You’d be forgiven for thinking the Cowboys aren’t missing Michael Gallup, who’s been on the injured reserve since his appearance in the season opener. After all, the Cowboys have scored 35 points or more in their last four games and rank fourth in offensive DVOA. Amari Cooper and CeeDee Lamb have both had games in which they looked dominant, while Cedrick Wilson and Noah Brown have played admirably in Gallup’s place.
So with Gallup returning to practice and getting close to returning to the field, chatter has arisen suggesting that Dallas ought to trade Gallup, either for a player or a draft pick. There’s something to be said for shipping out an expendable and easily replaced player for something more valuable, but that’s not the case here and it’s why the Cowboys should not, under any circumstances, trade Gallup.
The duo of Wilson and Brown have not replaced Gallup. They’ve both certainly played well, but they simply don’t do the things Gallup does. That this offense has still played at a high level in his absence is a testament to offensive coordinator Kellen Moore’s flexibility as he’s changed his offensive approach without the young receiver available, as well as Dak Prescott’s ability to flawlessly execute seemingly any concept.
One major way this offense has changed is in its ability to go deep. Prescott is great at a lot of things, but in each of the last two years he’s routinely been one of the best when throwing deep, and Gallup’s been a big part of that. Among receivers with 25 or more catches, Gallup has led the Cowboys in yards before catch per reception (YBC/R) in every single year he’s been with the team. His 10.0 YBC/R last year, when playing without Prescott for most of the year, is Gallup’s lowest figure. Brown currently leads this year’s team with 10.0 YBC/R, though his six catches are the team’s second-fewest behind just Gallup.
In other words, Gallup is exceptional at making huge gains through the air. Whereas Cooper and Lamb do a lot of their damage after the catch Gallup is the opposite, routinely running deeper routes and doing a great job of tracking the ball and securing the pass.
So it’s no surprise that Prescott’s deep throw numbers have decreased this season so far. Through six games, Dak is averaging 6.1 air yards on completed passes; that’s 15th in the NFL. He was in the top ten each of the last two years in that category, averaging 7.6 in 2019 and 6.8 in 2020. In fact, Prescott’s completed air yards average this year is currently the second-lowest figure in his career, dating back to his last season playing for Scott Linehan before Moore started opening things up more.
Gallup just adds an element to this offense that nobody else on the roster, and few others across the league, can. Which is a way of saying that this offense could become even better, and even more explosive, when Gallup returns. That alone should be reason enough to quiet any thoughts of trading him away.
But there’s also the issue of a Dallas defense that isn’t quite there yet and a schedule that’s only getting tougher. The Cowboys have been great at generating defensive takeaways this year, but if their performance against the Patriots’ generally inept offense was any indicator, they’re vulnerable when not taking the ball away.

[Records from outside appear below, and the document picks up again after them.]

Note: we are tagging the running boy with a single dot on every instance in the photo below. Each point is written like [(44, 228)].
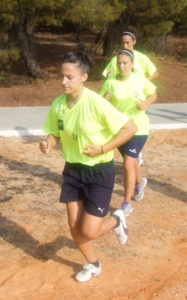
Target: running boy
[(81, 120)]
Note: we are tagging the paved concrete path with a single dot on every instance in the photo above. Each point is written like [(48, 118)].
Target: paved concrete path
[(23, 121)]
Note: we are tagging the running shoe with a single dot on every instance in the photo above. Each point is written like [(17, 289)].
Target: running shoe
[(121, 231), (88, 271), (139, 190), (126, 208)]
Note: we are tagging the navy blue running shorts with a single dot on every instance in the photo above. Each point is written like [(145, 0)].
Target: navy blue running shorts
[(134, 146), (91, 184)]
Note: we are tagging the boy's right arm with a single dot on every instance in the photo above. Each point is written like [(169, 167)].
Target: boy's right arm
[(48, 144)]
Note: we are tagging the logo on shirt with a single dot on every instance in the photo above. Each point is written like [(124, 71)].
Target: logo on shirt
[(101, 209), (60, 124), (133, 150), (74, 137)]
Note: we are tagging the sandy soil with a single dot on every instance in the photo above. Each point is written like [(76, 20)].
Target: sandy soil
[(38, 258)]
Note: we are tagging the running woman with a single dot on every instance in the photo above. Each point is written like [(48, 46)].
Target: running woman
[(131, 94), (142, 64), (81, 120)]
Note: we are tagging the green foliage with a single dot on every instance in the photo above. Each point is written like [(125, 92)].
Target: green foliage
[(7, 57), (93, 14), (155, 18)]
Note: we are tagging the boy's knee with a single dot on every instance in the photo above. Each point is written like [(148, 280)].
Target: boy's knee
[(89, 233)]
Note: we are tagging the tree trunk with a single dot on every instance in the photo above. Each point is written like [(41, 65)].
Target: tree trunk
[(27, 52), (115, 30), (112, 37)]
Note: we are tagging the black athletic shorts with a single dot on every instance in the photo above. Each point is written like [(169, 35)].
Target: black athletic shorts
[(91, 184), (134, 146)]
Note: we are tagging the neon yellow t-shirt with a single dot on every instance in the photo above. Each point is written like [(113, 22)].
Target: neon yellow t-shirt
[(125, 96), (91, 121), (142, 65)]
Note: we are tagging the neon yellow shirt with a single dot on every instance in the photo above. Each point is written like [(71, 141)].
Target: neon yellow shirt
[(125, 96), (142, 65), (91, 121)]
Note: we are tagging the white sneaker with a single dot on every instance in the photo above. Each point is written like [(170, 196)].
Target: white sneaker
[(126, 208), (139, 190), (88, 271), (121, 231)]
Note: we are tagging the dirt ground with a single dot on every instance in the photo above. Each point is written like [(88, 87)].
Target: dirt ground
[(38, 258)]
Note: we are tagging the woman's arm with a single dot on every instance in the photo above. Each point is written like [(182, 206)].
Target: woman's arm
[(125, 134)]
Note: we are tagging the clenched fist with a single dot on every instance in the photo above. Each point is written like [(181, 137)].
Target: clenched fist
[(45, 147)]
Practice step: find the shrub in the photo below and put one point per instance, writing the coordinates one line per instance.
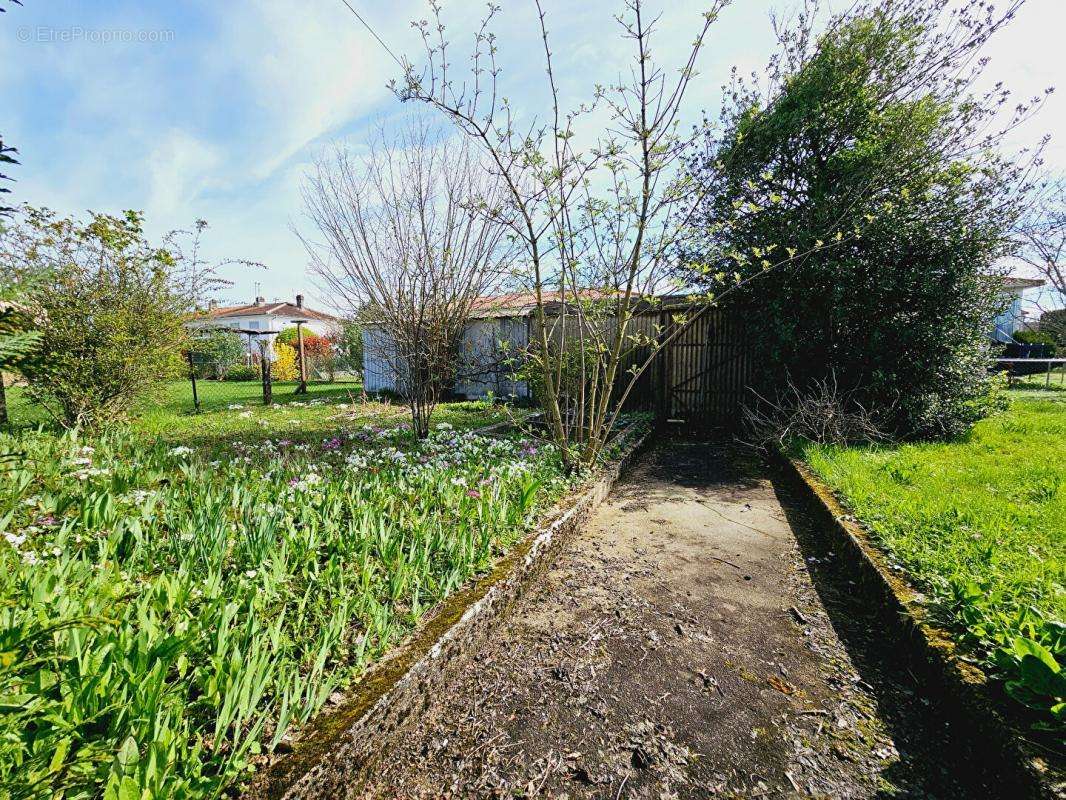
(215, 352)
(285, 363)
(114, 307)
(862, 166)
(243, 373)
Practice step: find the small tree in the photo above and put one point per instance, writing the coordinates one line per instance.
(1043, 237)
(598, 213)
(412, 237)
(871, 130)
(349, 344)
(113, 307)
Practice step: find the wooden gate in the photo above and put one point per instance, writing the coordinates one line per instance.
(705, 371)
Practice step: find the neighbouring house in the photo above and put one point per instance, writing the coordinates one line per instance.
(1014, 317)
(260, 322)
(498, 328)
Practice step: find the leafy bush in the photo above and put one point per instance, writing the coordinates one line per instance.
(862, 166)
(165, 618)
(113, 305)
(284, 367)
(1035, 337)
(243, 373)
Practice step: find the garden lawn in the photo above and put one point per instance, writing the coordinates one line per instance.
(165, 617)
(980, 525)
(233, 410)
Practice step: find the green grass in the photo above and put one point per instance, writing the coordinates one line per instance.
(324, 410)
(980, 526)
(167, 614)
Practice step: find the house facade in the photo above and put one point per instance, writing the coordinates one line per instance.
(498, 328)
(260, 322)
(1014, 317)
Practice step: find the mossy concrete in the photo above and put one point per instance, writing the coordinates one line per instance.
(336, 745)
(963, 689)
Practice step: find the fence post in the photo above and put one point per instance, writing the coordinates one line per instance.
(192, 377)
(302, 388)
(268, 387)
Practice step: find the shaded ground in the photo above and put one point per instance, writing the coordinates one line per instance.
(696, 640)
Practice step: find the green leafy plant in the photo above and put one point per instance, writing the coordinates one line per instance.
(242, 373)
(861, 150)
(113, 309)
(164, 619)
(215, 352)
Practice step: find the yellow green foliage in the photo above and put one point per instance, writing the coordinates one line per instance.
(285, 366)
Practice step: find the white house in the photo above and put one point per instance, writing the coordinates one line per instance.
(260, 322)
(483, 364)
(1014, 318)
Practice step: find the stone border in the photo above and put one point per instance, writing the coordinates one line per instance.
(968, 694)
(329, 754)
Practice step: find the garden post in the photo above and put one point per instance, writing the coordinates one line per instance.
(268, 388)
(192, 377)
(302, 388)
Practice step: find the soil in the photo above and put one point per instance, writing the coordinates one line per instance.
(697, 639)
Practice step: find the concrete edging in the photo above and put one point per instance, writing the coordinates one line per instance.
(332, 752)
(968, 693)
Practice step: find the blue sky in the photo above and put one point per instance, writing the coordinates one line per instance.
(215, 110)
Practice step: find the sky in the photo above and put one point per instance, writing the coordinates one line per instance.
(216, 110)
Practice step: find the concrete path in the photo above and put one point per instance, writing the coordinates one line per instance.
(697, 640)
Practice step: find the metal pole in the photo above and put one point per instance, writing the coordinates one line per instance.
(3, 402)
(302, 388)
(192, 377)
(268, 388)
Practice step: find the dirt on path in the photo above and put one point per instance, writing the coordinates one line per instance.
(696, 640)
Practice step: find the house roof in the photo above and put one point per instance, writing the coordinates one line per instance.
(268, 309)
(522, 303)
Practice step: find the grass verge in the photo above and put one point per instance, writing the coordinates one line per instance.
(980, 526)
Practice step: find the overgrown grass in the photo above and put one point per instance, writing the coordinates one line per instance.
(165, 617)
(233, 410)
(980, 525)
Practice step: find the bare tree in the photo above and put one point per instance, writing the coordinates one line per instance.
(412, 236)
(600, 222)
(1043, 234)
(601, 218)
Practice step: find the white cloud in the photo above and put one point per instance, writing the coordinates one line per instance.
(180, 166)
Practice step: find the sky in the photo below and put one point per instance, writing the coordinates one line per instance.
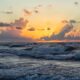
(39, 20)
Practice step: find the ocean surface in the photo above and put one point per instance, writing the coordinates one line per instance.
(40, 61)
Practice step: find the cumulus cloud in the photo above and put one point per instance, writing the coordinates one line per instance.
(7, 12)
(12, 35)
(31, 29)
(27, 12)
(18, 24)
(66, 29)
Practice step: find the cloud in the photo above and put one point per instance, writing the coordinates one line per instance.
(27, 12)
(36, 11)
(13, 35)
(18, 24)
(4, 24)
(7, 12)
(31, 29)
(66, 29)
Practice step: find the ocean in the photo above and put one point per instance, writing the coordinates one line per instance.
(40, 61)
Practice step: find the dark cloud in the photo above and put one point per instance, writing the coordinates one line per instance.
(27, 12)
(4, 24)
(7, 12)
(36, 11)
(64, 21)
(18, 24)
(12, 35)
(31, 29)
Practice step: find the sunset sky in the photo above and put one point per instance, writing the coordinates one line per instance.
(39, 20)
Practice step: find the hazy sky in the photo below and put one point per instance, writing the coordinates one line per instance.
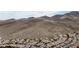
(24, 14)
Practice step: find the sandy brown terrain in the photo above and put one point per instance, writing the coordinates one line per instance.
(59, 31)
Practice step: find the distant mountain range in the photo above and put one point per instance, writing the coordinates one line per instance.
(39, 29)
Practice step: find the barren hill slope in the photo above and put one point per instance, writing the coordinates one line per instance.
(56, 31)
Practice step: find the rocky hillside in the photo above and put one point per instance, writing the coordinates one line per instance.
(42, 32)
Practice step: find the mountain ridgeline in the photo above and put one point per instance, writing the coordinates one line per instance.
(41, 32)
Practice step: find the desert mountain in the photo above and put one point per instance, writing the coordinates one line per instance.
(55, 31)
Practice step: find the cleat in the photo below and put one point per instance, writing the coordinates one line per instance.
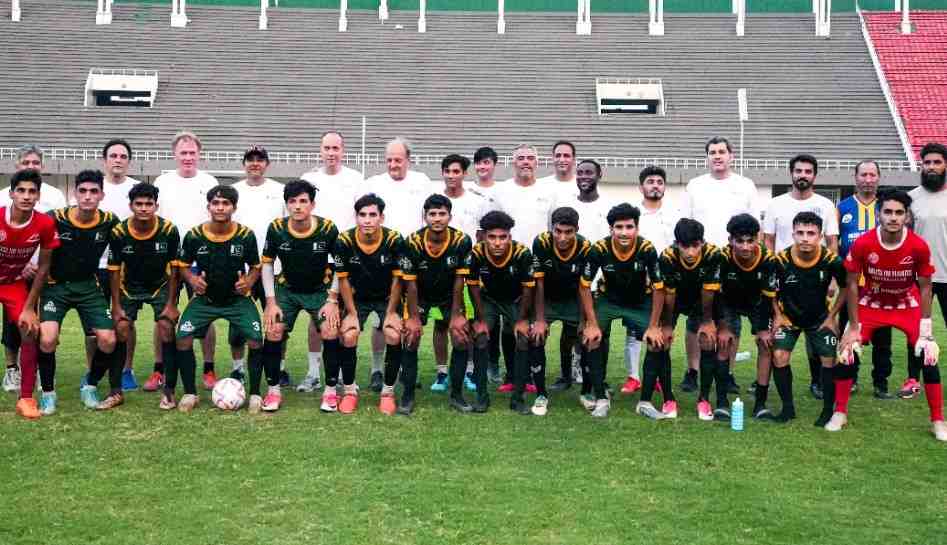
(89, 396)
(440, 383)
(128, 381)
(387, 405)
(273, 399)
(188, 403)
(26, 407)
(837, 422)
(647, 410)
(330, 401)
(631, 386)
(210, 379)
(909, 389)
(703, 411)
(47, 403)
(255, 405)
(601, 408)
(110, 402)
(154, 383)
(540, 406)
(349, 404)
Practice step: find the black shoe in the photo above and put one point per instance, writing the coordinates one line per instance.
(378, 380)
(689, 384)
(561, 384)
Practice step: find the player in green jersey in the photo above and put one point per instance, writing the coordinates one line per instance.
(435, 266)
(501, 285)
(804, 273)
(84, 231)
(559, 258)
(368, 267)
(631, 289)
(691, 271)
(303, 243)
(222, 250)
(140, 264)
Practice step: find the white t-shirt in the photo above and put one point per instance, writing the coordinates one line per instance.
(404, 200)
(183, 201)
(782, 209)
(658, 226)
(336, 195)
(713, 202)
(930, 222)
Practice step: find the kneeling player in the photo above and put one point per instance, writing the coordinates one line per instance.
(896, 265)
(302, 242)
(804, 272)
(222, 249)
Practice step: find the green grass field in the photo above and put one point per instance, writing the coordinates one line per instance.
(137, 475)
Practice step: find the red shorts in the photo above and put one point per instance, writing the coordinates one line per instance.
(908, 320)
(13, 297)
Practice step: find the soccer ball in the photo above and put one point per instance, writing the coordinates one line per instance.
(228, 394)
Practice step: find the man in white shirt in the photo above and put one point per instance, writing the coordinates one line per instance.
(183, 201)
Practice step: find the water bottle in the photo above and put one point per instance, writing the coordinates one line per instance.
(736, 416)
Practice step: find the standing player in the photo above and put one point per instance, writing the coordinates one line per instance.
(84, 232)
(22, 231)
(142, 252)
(896, 265)
(435, 267)
(221, 250)
(804, 272)
(302, 243)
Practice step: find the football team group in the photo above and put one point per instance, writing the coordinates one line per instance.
(491, 263)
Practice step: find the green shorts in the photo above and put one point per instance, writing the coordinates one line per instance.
(822, 341)
(241, 314)
(84, 296)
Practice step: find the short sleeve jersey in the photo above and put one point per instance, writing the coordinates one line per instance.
(626, 279)
(803, 288)
(502, 281)
(436, 272)
(83, 244)
(688, 282)
(144, 260)
(890, 274)
(560, 272)
(302, 255)
(18, 244)
(222, 259)
(746, 288)
(369, 269)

With the likes of Kirk Cousins, Matt Ryan, Patrick Mahomes, Derek Carr, and Kyler Murray still left on the schedule. Dallas may find themselves in a few more games where Prescott will need to will the team to victory. So having a receiver who can take the top off of a defense, thereby opening things up even more for everyone else, could come in handy. In short, the Cowboys offense is really good right now, but Gallup makes it better. And in a league where offense wins championships - eight of the last ten Super Bowl winners finished the year in the top ten in offensive efficiency - it pays to make your offense as good as possible.